AK Parti’nin siyasi başarısı, yüzde elli bandına oturan oy oranının kökeninde galiba artan kamu hizmeti dışında başka faktörler de var.

23 Ekim Salı günkü Star gazetesinde birinci sahifeden görülen bir haber ve veriliş biçimi üzerinde daha fazla durulması gereken çok önemli bir konuyu işaret ediyor.

“Erdoğan’ın Kur’an tilavetine tam not” başlıklı haberin altından bir cümleyi, Mısırlı bir kurranın değerlendirmesini aynen alıntılıyorum: “Tecvide uygun yüksek bir eda ve harflerin, mahreçlerinin hakkını vererek okumuş. Dinleyenin gönlünü fetheden makamlarla eda edilmiş bu okuyuşun Kur’an tilavet sitelerinde yayınlanması gerekir.”

Bendeniz gibi mürekkep yalamış, kelimelere çok meraklı, kendi kuşağım içinde eski kelimelere nisbeten daha hakim birisinin bile dört satırlık bir haber içinde bilmediği çok sayıda kelime geçiyor ise benim ve benim gibiler için ortada önemli bir sorun var demektir.
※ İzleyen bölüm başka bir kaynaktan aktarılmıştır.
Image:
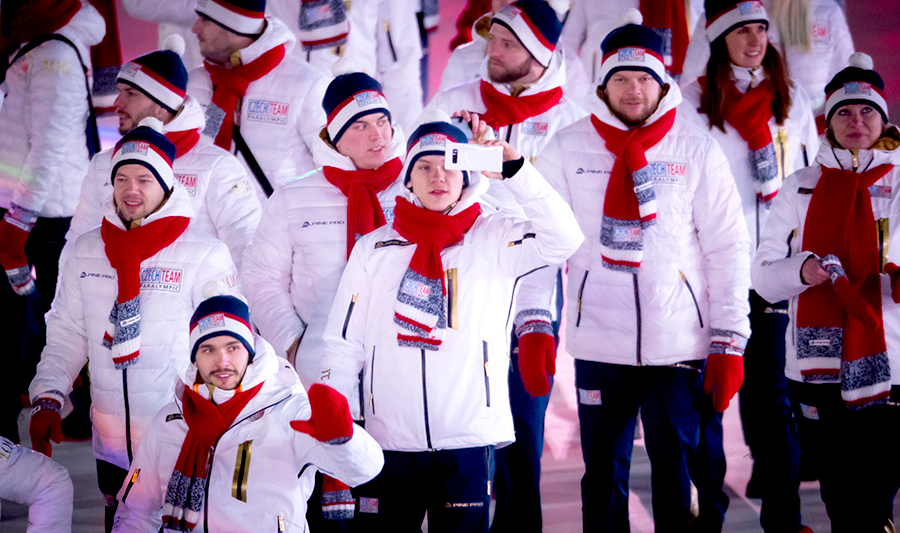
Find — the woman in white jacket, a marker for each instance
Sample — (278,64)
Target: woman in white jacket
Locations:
(830,224)
(423,311)
(764,125)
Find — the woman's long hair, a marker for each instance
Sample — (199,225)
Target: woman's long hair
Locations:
(718,75)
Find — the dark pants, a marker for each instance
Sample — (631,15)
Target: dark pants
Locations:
(452,486)
(609,397)
(855,452)
(110,479)
(22,325)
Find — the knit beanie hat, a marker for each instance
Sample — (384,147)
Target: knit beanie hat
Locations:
(221,315)
(856,84)
(159,75)
(722,16)
(243,17)
(146,146)
(632,47)
(535,25)
(350,96)
(431,138)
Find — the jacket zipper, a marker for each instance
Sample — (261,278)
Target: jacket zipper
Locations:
(127,414)
(693,296)
(425,402)
(347,318)
(487,374)
(580,295)
(637,308)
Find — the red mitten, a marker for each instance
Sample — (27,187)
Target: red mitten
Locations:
(537,360)
(847,294)
(330,421)
(722,378)
(894,272)
(46,424)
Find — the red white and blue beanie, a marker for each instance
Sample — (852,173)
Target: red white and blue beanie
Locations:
(856,84)
(350,96)
(221,315)
(159,75)
(243,17)
(431,138)
(723,16)
(632,47)
(535,25)
(146,146)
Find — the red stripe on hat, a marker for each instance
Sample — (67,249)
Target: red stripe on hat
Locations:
(239,10)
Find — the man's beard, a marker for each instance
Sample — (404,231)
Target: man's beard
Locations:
(509,74)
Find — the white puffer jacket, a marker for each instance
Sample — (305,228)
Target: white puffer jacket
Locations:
(265,490)
(281,113)
(294,263)
(456,397)
(173,282)
(796,144)
(695,271)
(465,64)
(221,193)
(43,156)
(31,478)
(780,256)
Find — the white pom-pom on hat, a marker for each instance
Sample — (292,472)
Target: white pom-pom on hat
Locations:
(151,122)
(175,43)
(861,60)
(343,65)
(632,16)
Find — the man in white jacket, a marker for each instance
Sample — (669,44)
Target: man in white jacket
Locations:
(123,287)
(43,157)
(195,470)
(423,311)
(660,286)
(261,102)
(224,199)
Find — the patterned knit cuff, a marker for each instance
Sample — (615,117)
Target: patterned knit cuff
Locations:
(726,342)
(533,321)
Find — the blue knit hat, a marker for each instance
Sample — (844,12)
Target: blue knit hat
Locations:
(243,17)
(146,146)
(723,16)
(535,25)
(159,75)
(221,315)
(431,138)
(632,47)
(350,96)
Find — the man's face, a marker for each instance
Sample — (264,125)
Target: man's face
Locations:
(633,95)
(132,106)
(367,142)
(222,361)
(436,187)
(136,192)
(508,60)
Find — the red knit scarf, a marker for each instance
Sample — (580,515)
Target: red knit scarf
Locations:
(833,345)
(206,422)
(749,113)
(361,188)
(125,251)
(184,141)
(503,109)
(229,85)
(629,206)
(670,22)
(421,311)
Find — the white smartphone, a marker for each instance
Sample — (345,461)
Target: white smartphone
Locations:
(473,157)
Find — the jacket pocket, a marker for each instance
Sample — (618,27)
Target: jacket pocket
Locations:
(693,296)
(580,296)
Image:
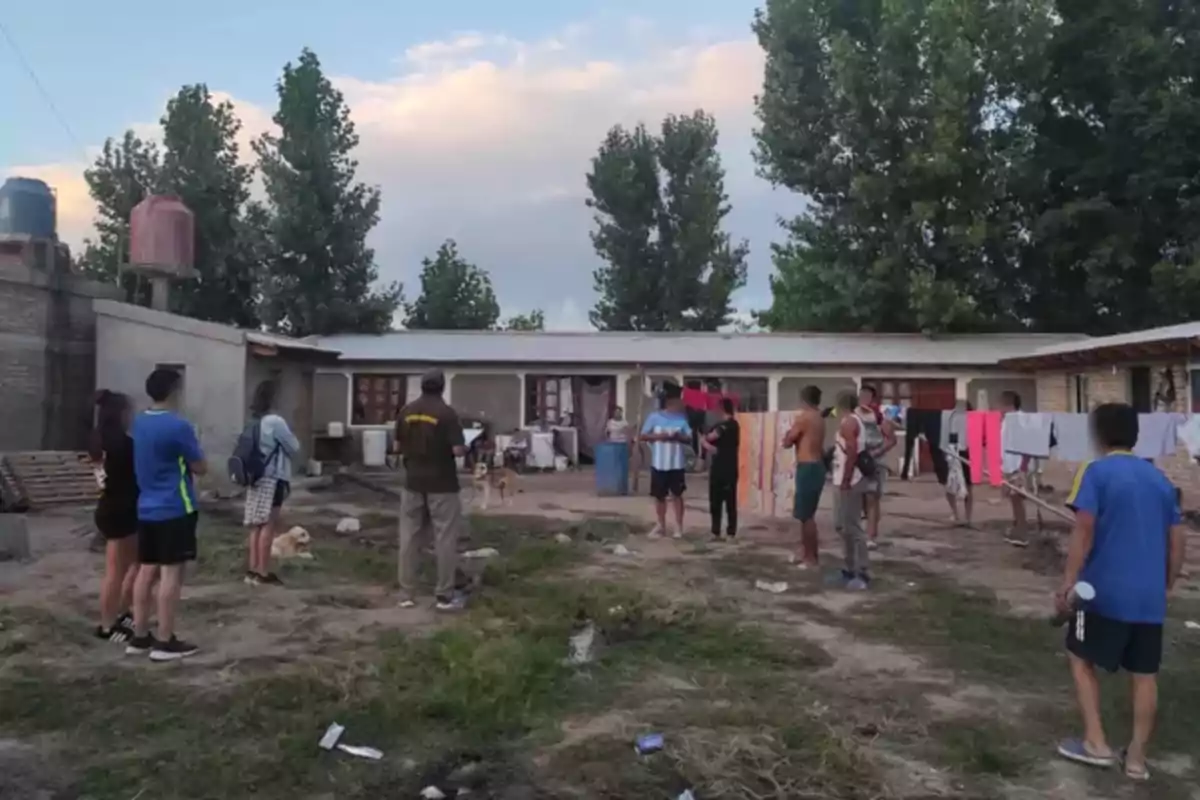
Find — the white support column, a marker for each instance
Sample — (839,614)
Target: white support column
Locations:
(521,400)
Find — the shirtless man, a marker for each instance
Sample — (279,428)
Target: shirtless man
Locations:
(807,434)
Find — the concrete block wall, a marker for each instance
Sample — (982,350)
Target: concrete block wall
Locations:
(47,356)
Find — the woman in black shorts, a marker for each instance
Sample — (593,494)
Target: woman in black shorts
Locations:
(117,513)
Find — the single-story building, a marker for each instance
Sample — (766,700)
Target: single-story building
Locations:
(516,378)
(1156,370)
(221,367)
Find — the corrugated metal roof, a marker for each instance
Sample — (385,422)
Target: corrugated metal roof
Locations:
(513,347)
(287,342)
(1165,334)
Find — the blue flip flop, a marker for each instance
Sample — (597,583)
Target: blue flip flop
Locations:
(1074,750)
(1133,774)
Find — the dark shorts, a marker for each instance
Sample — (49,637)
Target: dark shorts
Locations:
(667,481)
(809,483)
(1111,644)
(167,542)
(115,524)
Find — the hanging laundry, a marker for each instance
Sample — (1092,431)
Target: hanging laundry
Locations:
(1074,438)
(1157,434)
(922,422)
(984,443)
(1189,434)
(1026,434)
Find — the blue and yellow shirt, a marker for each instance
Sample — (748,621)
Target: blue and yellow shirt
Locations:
(1134,506)
(163,445)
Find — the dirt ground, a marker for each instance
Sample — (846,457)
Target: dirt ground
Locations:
(943,680)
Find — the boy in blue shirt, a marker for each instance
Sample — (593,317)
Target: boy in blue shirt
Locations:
(670,435)
(1129,545)
(166,456)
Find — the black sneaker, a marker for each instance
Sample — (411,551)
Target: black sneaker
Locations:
(139,645)
(119,633)
(173,650)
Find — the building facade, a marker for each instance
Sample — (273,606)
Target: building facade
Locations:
(513,379)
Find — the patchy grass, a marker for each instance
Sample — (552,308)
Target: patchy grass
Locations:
(975,635)
(475,696)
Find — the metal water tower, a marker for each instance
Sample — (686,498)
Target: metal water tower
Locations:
(162,242)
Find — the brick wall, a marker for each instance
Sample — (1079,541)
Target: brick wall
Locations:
(47,356)
(1056,394)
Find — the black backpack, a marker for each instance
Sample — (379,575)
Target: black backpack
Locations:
(247,465)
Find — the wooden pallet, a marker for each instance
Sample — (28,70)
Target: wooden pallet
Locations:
(48,479)
(11,499)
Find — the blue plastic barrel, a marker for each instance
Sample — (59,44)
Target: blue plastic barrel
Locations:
(28,209)
(612,468)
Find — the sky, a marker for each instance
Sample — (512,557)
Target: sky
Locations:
(478,119)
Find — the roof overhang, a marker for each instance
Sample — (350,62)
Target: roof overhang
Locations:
(1181,348)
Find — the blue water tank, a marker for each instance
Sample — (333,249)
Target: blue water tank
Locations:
(612,468)
(28,209)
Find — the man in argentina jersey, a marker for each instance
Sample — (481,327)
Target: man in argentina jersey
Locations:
(670,435)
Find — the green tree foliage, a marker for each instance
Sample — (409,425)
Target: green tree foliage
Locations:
(897,120)
(120,178)
(535,320)
(201,166)
(1115,199)
(321,271)
(659,204)
(983,166)
(456,295)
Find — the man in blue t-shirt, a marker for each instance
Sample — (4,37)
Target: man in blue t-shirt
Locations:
(670,438)
(1129,546)
(166,456)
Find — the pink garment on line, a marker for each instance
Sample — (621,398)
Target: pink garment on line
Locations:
(985,447)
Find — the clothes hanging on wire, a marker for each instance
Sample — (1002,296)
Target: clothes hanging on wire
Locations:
(1073,438)
(985,445)
(1157,434)
(923,422)
(1189,434)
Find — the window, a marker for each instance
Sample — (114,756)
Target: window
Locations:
(550,398)
(377,398)
(1077,386)
(1140,394)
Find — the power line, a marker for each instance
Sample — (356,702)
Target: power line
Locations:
(41,88)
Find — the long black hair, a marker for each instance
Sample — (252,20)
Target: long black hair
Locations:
(111,409)
(264,398)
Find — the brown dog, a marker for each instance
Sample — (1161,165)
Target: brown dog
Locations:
(485,479)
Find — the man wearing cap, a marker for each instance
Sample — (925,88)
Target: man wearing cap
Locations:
(429,437)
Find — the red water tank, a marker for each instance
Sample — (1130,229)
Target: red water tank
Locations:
(162,235)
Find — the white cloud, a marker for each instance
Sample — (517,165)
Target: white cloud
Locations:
(487,139)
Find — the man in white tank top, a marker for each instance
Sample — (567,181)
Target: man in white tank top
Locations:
(850,459)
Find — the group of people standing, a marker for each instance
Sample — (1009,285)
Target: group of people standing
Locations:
(148,510)
(855,464)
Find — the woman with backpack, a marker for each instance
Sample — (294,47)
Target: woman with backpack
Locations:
(117,512)
(277,446)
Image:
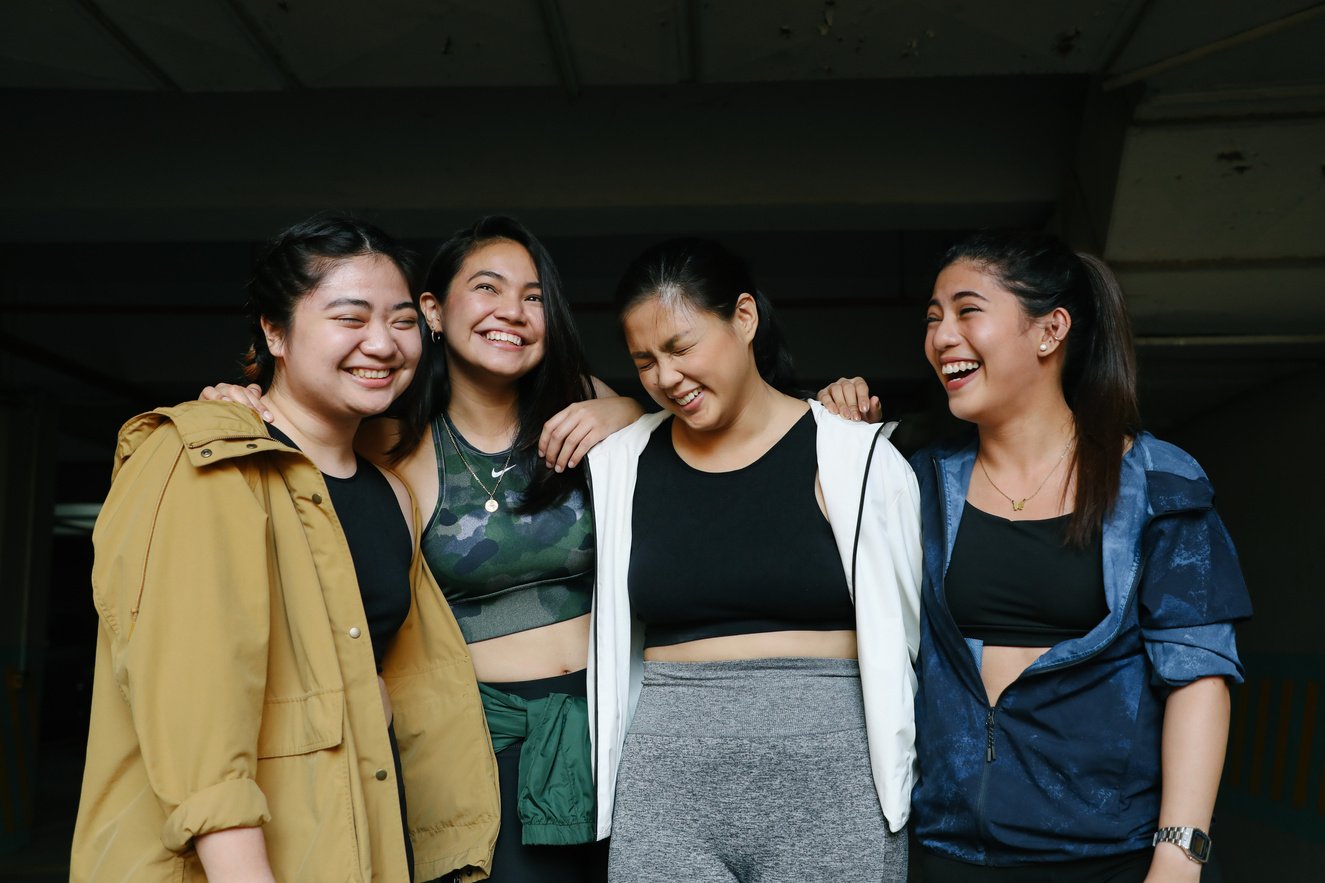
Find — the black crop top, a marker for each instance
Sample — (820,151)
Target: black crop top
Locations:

Tilavet, kurra, tecvid bilmediğim kelimeler, bu benim, bizim ayıbımız, mahreç kelimesini bilirim, kullanırım ama bu kullanım yerini bilmediğimi de itiraf edeyim; bu kelimelerin toplum içinde yaygınlığı nedir, bilemiyorum ama bir Başbakan’ın tilavetine ünlü bir Mısırlı kurra tam not veriyor ise bu meselenin siyaset kültürü yönünü de ihmal etmemek gerekiyor.